Friday, July 3, 2009

30. Stolen Bases: Why American Girls Don't Play Baseball by Jennifer Ring

As Ring prefaces her book with the story of her daughter's struggle to play baseball in an equal setting, I'm going to preface my review by talking about my sister. She is the one who introduced me to this book and generously loaned it to me. My sister is a star baseball player. She plays in a women's baseball league as well as a local rec team, where she is the only girl. She also plays softball for her high school and now on a traveling team. The softball was not her choice. It was foisted upon her because there are no girls' baseball teams in high school or college. There are no baseball scholarships for girls. There are no professional baseball leagues for women either. I have always wondered why people are so silent on this subject. I have never considered softball as equal to baseball. Its very name soft ball implies inferiority. It implies that women are not 'hard' enough for the real thing. Jennifer Ring speaks to my anger.
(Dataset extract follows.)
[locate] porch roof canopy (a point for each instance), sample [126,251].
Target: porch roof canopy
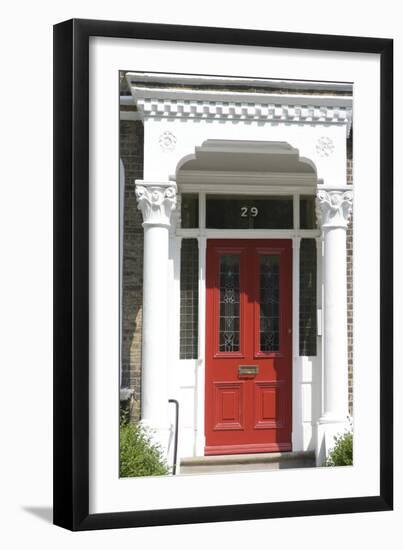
[246,163]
She answers my questions, and flares up my bitterness.

Ring is often vitriolic, particularly against one man, A.G. Spalding. She blames him, one of the founders of men's professional baseball, and owner of the sporting-goods store, for deliberately excluding women. She says American women were excluded from baseball twice, first legally, along with non-white men, including Jews and Italians, and then with the advent of softball. As I've heard before, softball was originally a men's game played indoors in bad weather, but was adopted as a less violent and competitive game deemed appropriate for women and girls. Men's baseball organizations have consistently been unhelpful to female players. Little League responded to equality suits with Little League softball.

I agree with Ring in many points; women do not prefer softball by choice, men have created a society that encourages the exclusion of women, and, to remedy this, organizations need to be built from the ground up, to have baseball rec teams and school teams for young girls and then older girls. The question of professional teams for women can barely be bridged yet. I am not blind to her faults, however. I do think she places not entirely deserved brick-tons of blame at Spalding's door. Also, I was surprised that she seems to think most men would willingly exclude girls from private baseball teams, or at least never give them the consideration they give to boys (nor give anyone the consideration given their own sons), but her experiences would seem to justify this.

I was interested in her research into the origins of baseball. I always assumed it derived from cricket, but apparently it came from an even simpler game (from which cricket also derived), called rounders, with varying rules, and played by both boys and girls in England for centuries. Spalding rejected this hypothesis, and insisted baseball was the immaculate conception of the American male. I was interested to learn that Henry Chadwick, brother of Edwin Chadwick, hero of London sanitation, immigrated to the U.S. to become the hero of sanitizing (that is, formalizing rules and disciplining players) baseball.

I would definitely recommend this book, as I have a vested interest in forwarding the issue. Ring also apparently plans to write another book on the subject, based on a more intimate study of current women's baseball teams. My sister went to one of her book signings and was asked for her information, so she might be interviewed for the next book, which would be exciting. In the meantime, I'm rooting for all the girls out there in baseball right now and hoping opportunities continue to grow!